As we have seen, the proposition-ortholattice in a Kripkean realization k = (I, R, Pr, V) does not generally coincide with the (algebraically) complete ortholattice of all propositions of the orthoframe 〈I, R〉. When Pr is the set of all propositions, k will be called standard. Thus, a standard orthomodular Kripkean realization is a standard realization, where Pr is orthomodular. In the case of OL, every nonstandard Kripkean realization can be naturally extended to a standard one (see the proof of Theorem 8.1.13). In particular, Pr can always be embedded into the complete ortholattice of all propositions of the orthoframe at issue. Moreover, as we have learned from the completeness proof, the canonical model of OL is standard.
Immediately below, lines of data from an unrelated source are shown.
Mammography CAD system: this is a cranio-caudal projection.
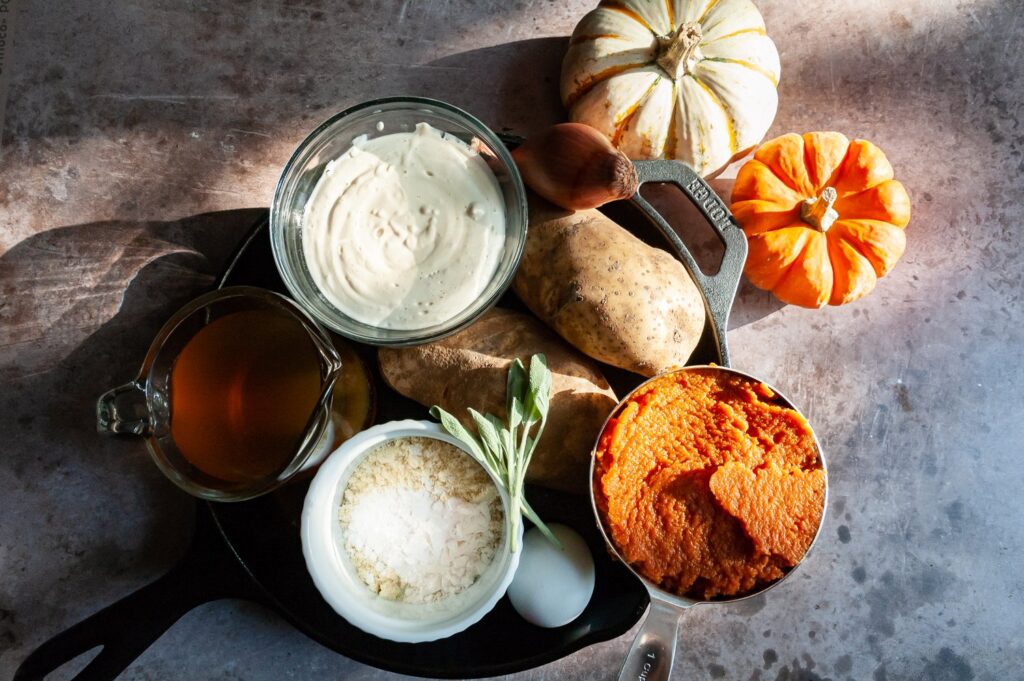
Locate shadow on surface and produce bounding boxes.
[0,210,264,663]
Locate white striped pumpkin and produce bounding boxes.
[561,0,779,175]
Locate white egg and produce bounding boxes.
[508,523,594,628]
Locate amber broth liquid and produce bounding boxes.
[170,310,321,483]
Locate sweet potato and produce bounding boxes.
[378,309,616,493]
[513,197,705,376]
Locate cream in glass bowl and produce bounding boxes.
[270,98,526,345]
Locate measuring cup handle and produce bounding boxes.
[633,161,746,367]
[618,599,683,681]
[96,380,150,435]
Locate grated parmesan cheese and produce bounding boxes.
[338,437,504,603]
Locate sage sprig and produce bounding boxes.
[430,354,562,552]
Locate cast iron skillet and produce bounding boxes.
[14,161,746,681]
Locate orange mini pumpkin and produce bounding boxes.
[731,132,910,307]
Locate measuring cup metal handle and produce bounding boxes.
[96,380,150,435]
[618,597,683,681]
[633,161,746,367]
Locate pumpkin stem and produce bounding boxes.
[800,186,839,232]
[657,22,703,78]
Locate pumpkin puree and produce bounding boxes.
[594,369,825,599]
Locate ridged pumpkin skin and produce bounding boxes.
[561,0,779,175]
[731,132,910,307]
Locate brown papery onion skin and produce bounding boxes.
[512,123,639,211]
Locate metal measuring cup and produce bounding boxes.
[590,365,828,681]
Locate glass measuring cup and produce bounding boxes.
[96,287,341,502]
[590,366,828,681]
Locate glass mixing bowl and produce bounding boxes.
[270,97,527,345]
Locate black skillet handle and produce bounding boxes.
[633,161,746,367]
[13,504,253,681]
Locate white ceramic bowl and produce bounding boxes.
[302,421,522,643]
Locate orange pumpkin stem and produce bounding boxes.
[800,186,839,233]
[657,22,703,79]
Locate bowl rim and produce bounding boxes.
[268,95,529,347]
[300,420,523,643]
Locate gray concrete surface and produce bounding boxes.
[0,0,1024,681]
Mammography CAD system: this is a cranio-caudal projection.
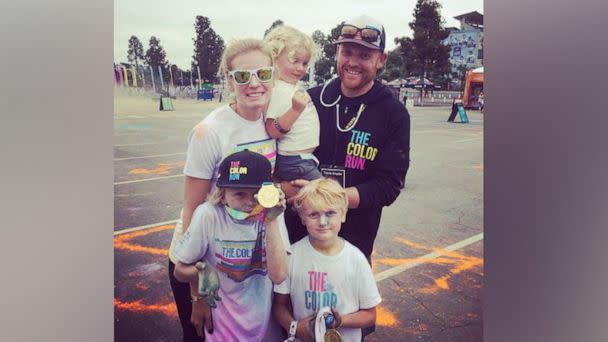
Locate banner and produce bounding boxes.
[158,65,165,90]
[149,65,156,92]
[131,65,137,87]
[137,65,146,89]
[114,64,122,86]
[122,65,129,87]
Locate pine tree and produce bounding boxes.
[396,0,450,96]
[192,15,224,82]
[127,36,144,67]
[145,36,169,87]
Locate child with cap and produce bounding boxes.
[173,150,287,341]
[264,25,321,181]
[272,178,381,341]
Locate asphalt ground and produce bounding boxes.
[114,91,483,341]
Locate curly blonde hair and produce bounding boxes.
[264,25,319,65]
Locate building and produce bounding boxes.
[443,11,483,72]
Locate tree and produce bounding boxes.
[145,36,169,90]
[127,36,145,84]
[379,46,408,81]
[264,19,283,38]
[127,36,144,67]
[396,0,450,96]
[312,22,344,84]
[192,15,224,82]
[145,36,167,68]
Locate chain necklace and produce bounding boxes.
[336,103,365,133]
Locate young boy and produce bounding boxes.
[264,25,321,181]
[272,178,381,342]
[173,150,288,341]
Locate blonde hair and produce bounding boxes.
[293,178,348,214]
[218,39,274,77]
[264,25,319,65]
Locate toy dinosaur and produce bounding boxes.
[194,261,222,308]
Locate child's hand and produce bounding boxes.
[190,300,213,336]
[331,308,342,329]
[296,314,317,342]
[266,186,287,222]
[194,261,222,308]
[291,89,310,113]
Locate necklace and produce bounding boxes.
[336,103,365,133]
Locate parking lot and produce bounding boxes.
[114,91,483,341]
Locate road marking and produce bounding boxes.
[114,152,187,161]
[452,137,483,143]
[114,175,184,185]
[374,233,483,283]
[114,220,177,236]
[114,141,168,147]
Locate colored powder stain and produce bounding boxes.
[114,242,169,256]
[114,298,177,317]
[129,161,186,176]
[435,275,452,290]
[395,237,431,251]
[450,258,483,274]
[376,306,398,327]
[114,224,175,256]
[135,281,150,291]
[378,258,455,266]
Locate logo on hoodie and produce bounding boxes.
[344,129,378,170]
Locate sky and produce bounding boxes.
[114,0,484,70]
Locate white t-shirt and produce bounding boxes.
[266,80,319,153]
[173,202,287,342]
[274,236,381,342]
[169,105,282,263]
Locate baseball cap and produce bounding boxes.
[216,150,272,188]
[333,15,386,51]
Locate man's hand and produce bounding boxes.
[190,300,213,336]
[291,89,310,113]
[265,186,287,222]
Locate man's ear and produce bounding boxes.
[376,52,388,70]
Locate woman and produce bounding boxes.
[169,39,289,342]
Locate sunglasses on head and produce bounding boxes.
[340,25,381,43]
[228,67,273,85]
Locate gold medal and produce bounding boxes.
[323,329,342,342]
[258,184,279,208]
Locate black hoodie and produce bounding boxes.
[288,78,410,258]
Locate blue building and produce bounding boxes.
[443,11,483,72]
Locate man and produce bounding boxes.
[284,15,410,337]
[286,16,410,270]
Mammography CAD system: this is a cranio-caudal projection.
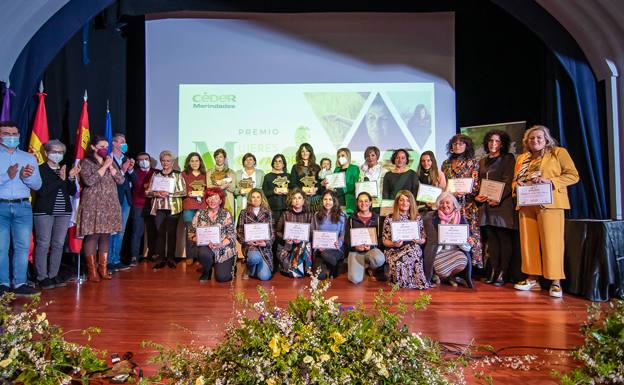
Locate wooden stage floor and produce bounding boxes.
[34,263,590,384]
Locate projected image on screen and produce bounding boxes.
[145,13,456,171]
[178,83,435,167]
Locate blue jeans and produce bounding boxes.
[108,196,130,265]
[0,201,32,288]
[247,249,271,281]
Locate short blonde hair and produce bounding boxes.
[522,124,558,152]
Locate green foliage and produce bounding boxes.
[561,300,624,385]
[0,293,106,385]
[145,277,463,385]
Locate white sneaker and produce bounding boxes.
[514,279,542,291]
[548,285,563,298]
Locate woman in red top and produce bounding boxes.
[182,152,206,265]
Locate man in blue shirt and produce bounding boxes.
[0,121,41,296]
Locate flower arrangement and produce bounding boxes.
[561,300,624,385]
[0,293,106,385]
[143,276,465,385]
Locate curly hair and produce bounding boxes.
[446,134,474,159]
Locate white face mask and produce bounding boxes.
[48,153,63,163]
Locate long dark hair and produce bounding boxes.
[295,143,321,176]
[446,134,474,159]
[416,151,440,186]
[316,190,342,223]
[184,152,206,175]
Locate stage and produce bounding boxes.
[20,263,590,384]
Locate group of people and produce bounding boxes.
[0,118,579,297]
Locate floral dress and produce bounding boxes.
[383,215,429,289]
[442,159,483,268]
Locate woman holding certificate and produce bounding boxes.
[276,188,312,278]
[145,150,186,270]
[191,187,236,282]
[425,192,473,289]
[206,148,236,213]
[182,152,206,265]
[236,188,273,281]
[475,130,518,286]
[262,154,290,222]
[76,136,124,282]
[383,190,429,289]
[359,146,387,214]
[514,126,579,298]
[234,152,264,219]
[416,151,446,212]
[346,191,386,283]
[322,148,360,214]
[290,143,321,210]
[442,134,483,267]
[383,149,418,204]
[312,190,347,279]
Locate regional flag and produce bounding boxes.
[68,91,91,254]
[28,86,50,164]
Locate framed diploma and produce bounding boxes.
[516,183,552,206]
[355,182,379,198]
[446,178,473,194]
[350,227,377,247]
[325,172,347,190]
[244,223,271,242]
[479,179,505,202]
[312,230,338,249]
[151,175,175,194]
[284,222,310,242]
[379,199,394,217]
[416,184,442,203]
[438,224,469,245]
[195,226,221,246]
[390,221,420,242]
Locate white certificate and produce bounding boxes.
[312,230,338,249]
[284,222,310,242]
[516,183,552,206]
[446,178,473,194]
[479,179,505,202]
[355,182,379,198]
[195,226,221,246]
[325,172,347,190]
[416,183,442,203]
[152,175,175,194]
[438,224,469,245]
[244,223,271,242]
[351,227,377,247]
[390,221,420,242]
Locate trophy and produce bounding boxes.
[299,175,318,195]
[238,178,253,195]
[189,180,206,202]
[273,176,288,195]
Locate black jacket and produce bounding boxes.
[33,163,76,215]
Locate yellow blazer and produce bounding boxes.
[512,147,579,209]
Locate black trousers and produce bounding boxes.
[197,246,236,282]
[154,210,180,261]
[312,249,343,279]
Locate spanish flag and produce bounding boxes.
[28,85,50,164]
[68,90,91,254]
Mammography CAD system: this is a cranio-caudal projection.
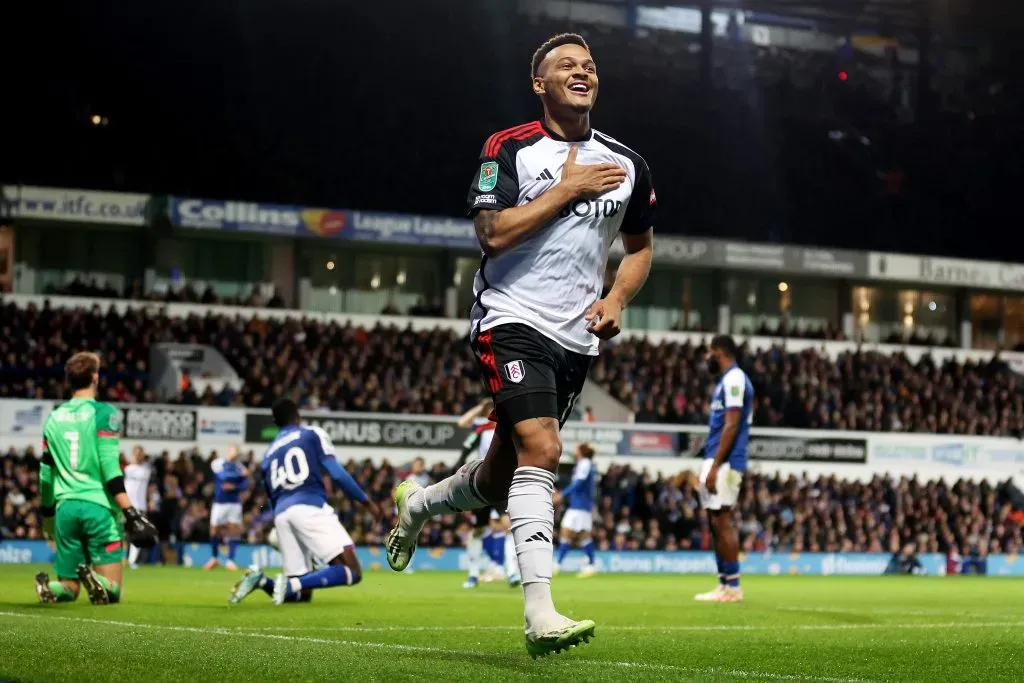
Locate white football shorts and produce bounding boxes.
[562,509,594,533]
[273,504,355,577]
[210,503,242,527]
[700,458,743,510]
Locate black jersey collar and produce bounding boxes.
[541,121,594,142]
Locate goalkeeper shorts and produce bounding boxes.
[53,501,124,580]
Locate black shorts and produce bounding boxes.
[472,323,592,428]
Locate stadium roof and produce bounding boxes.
[708,0,921,36]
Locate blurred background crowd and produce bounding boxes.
[0,304,1024,437]
[0,450,1024,557]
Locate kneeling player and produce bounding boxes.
[695,335,754,602]
[555,443,597,578]
[36,353,157,604]
[229,398,379,605]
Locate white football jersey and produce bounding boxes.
[124,463,153,512]
[468,121,655,355]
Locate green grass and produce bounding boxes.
[0,565,1024,683]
In the case of OQL, however, there are various reasons that make significant the distinction between standard and nonstandard realizations:

1. (i)

   Orthomodularity is not elementary (Goldblatt, 1984). In other words, there is no way to express the orthomodular property of the ortholattice Pr in an orthoframe 〈I, R〉 as an elementary (first-order) property.

2. (ii)

   It is not known whether every orthomodular lattice is embeddable into a complete orthomodular lattice.

3. (iii)

   It is an open question whether OQL is characterized by the class of all standard orthomodular Kripkean realizations.

4. (iv)

   It is not known whether OQL admits a standard canonical model. If we try to construct a canonical realization for OQL by taking Pr as the set of all possible propositions as in the OL-case (call such a realization a pseudo canonical realization), do we obtain an OQL-realization, satisfying the orthomodular property? In other words, is the pseudo canonical realization a model of OQL?